3.3 Con i motivi all’esame la ricorrente non ha rispettato tali principi, atteso che:

– il rilievo della necessità da parte del lavoratore della prova del danno trascura del tutto di considerare che la Corte territoriale ha espressamente valorizzato l’atto con cui la parte datoriale è stata vanamente messa in mora e sulla base del quale la lavoratrice ha quindi provato il fondamento della propria pretesa;

– non è stato tenuto conto che gli effetti risarcitori sono stati appunto fatti decorrere dalla data di messa in mora;

– non è stato riprodotto in ricorso il contenuto dell’atto sulla base del quale si è concretizzata la messa in mora, vanificando con ciò in radice qualsivoglia spunto critico inerente ad eventuali vizi di motivazione sul punto;

– quanto all’aliunde perceptum, l’assiomatica affermazione secondo cui dovrebbe essere "onere del lavoratore dimostrare di non essere stato occupato nel periodo in questione", non offre alcuna ragione critica della (in tesi) erronea applicazione del ricordato generale principio dell’onere della prova.

3.4Le doglianze all’esame sono quindi inammissibili.

4. Va considerato, in via di principio, che costituisce condizione necessaria per poter applicare nel giudizio di legittimità lo ius superveniens, che abbia introdotto, con efficacia retroattiva, una nuova disciplina del rapporto controverso, il fatto che quest’ultima sia in qualche modo pertinente rispetto alle questioni oggetto di censura nel ricorso, in ragione della natura de controllo di legittimità, il cui perimetro è limitato dagli specifici motivi di ricorso (cfr., Cass. 8 maggio 2006 n. 10547).

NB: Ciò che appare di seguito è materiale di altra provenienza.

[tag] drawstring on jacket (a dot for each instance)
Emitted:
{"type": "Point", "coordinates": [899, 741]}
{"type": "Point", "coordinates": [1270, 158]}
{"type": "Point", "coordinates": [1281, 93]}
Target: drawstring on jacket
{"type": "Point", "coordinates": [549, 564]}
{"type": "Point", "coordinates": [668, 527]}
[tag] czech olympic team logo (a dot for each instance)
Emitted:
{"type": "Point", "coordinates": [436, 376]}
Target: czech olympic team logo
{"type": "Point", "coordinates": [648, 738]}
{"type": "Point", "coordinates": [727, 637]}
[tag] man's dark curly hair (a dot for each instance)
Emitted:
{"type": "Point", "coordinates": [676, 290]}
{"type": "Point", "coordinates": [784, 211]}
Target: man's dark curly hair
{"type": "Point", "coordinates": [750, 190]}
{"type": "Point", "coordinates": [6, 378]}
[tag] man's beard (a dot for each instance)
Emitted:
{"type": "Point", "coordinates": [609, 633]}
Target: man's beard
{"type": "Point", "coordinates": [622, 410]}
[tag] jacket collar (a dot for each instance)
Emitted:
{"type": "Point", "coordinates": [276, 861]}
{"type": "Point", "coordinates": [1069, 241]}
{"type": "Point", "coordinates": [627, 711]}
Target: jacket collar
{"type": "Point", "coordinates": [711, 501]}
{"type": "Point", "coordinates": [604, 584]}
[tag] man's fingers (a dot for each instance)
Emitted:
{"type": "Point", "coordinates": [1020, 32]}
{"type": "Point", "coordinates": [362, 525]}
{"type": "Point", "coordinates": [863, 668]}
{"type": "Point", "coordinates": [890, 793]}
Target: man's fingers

In tale contesto, è altresì necessario che il motivo di ricorso che investe, anche indirettamente, il tema coinvolto dalla disciplina sopravvenuta, oltre ad essere sussistente, sia altresì ammissibile secondo la disciplina sua propria.

Nel caso in esame i motivi che investono il tema al quale è riferibile la disciplina di cui alla L. n. 183 del 2010, art. 32, commi 5, 6 e 7, sono i terzo e il quinto, testè esaminati, i quali, come evidenziato, sono inammissibili.

Deve quindi convenirsi per l’inapplicabilità nel presente giudizio del ricordato ius superveniens.

5. In definitiva il ricorso va rigettato.

Non è luogo a pronunciare sulle spese, in carenza di attività difensiva della parte intimata.

P.Q.M.

La Corte rigetta il ricorso; nulla per le spese.

Testo non ufficiale. La sola stampa del bollettino ufficiale ha carattere legale.